Federal Tax Considerations and Retirement Plans Flashcards
Premiums
For individuals, premiums are considered a personal expense and are not deductible. They are paid with after-tax dollars. This establishes a cost basis in the policy for tax purposes
Cash Values
A cash value policy will experience increases in the cash value annually. Part is from the premium and part is from any interest or gains. The interest or gains are not taxable at the time they are credited to the policy.
Cost Recovery Rule.
Any earnings in the cash value are allowed to grow on a tax-deferred basis until one of the following events occurs:
The policy is surrendered
The policy is transferred for value (sold or assigned)
The policy ceases to meet the IRS definition of a life insurance contract
If the policyowner does sell, surrender, or withdraw funds from the policy, the difference between what is received and what had been paid in is taxed as ordinary income.
First In, First Out, or FIFO
When withdrawing cash from a cash value life insurance policy, the amount of withdrawals up to the policy’s basis will be tax free.
The Cost Basis
The Cost Basis is the amount of premiums paid into the policy less any dividends or withdrawals previously taken.
Policy Loans
If a policyowner takes out a loan against the cash value of a life insurance policy, the amount of the loan is not taxable
This is true even if the loan is larger than the amount of the premiums paid in. The loan is not taxed as long as the policy is in force.

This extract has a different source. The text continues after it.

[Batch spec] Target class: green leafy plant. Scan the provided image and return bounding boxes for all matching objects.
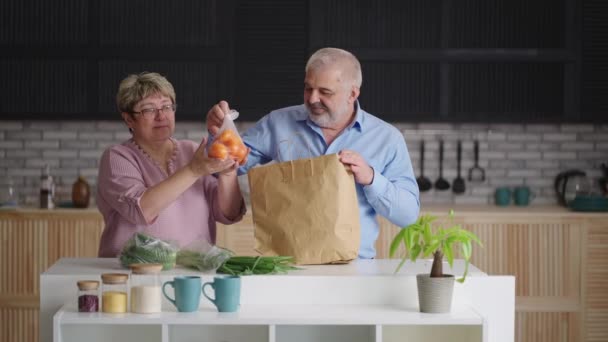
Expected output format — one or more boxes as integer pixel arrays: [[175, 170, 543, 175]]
[[389, 210, 483, 283]]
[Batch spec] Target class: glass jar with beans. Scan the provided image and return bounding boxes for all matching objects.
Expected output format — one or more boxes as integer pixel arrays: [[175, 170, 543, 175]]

If the policy lapses with a loan outstanding, the excess over cost basis becomes taxable as ordinary income.
Dividends
The dividends themselves are not taxable since dividends are considered a return of unearned premium.
If dividends are left with the insurance company to earn interest, the interest is taxable as ordinary income in the year earned. If dividends received exceed the total premium paid for the life insurance policy, the excess dividends are then considered taxable income.
Death Benefit Proceeds (Claims)
The death benefit, or face amount, of the policy is generally not considered taxable income when paid as a lump sum death benefit to a named beneficiary.
If a settlement option is used instead of a lump sum payment, any interest or earnings component of each payment are considered taxable as ordinary income.
Estate Taxes and Benefits Included
Benefits may be included in the insured’s estate, either intentionally or by default.
The policyowner may name the estate as a beneficiary, or by default, if no beneficiary is living at the time of the insured’s death, the benefit will automatically be paid into the insured’s estate.
These values will be added to the amount in the estate and potentially be subject to federal estate taxes.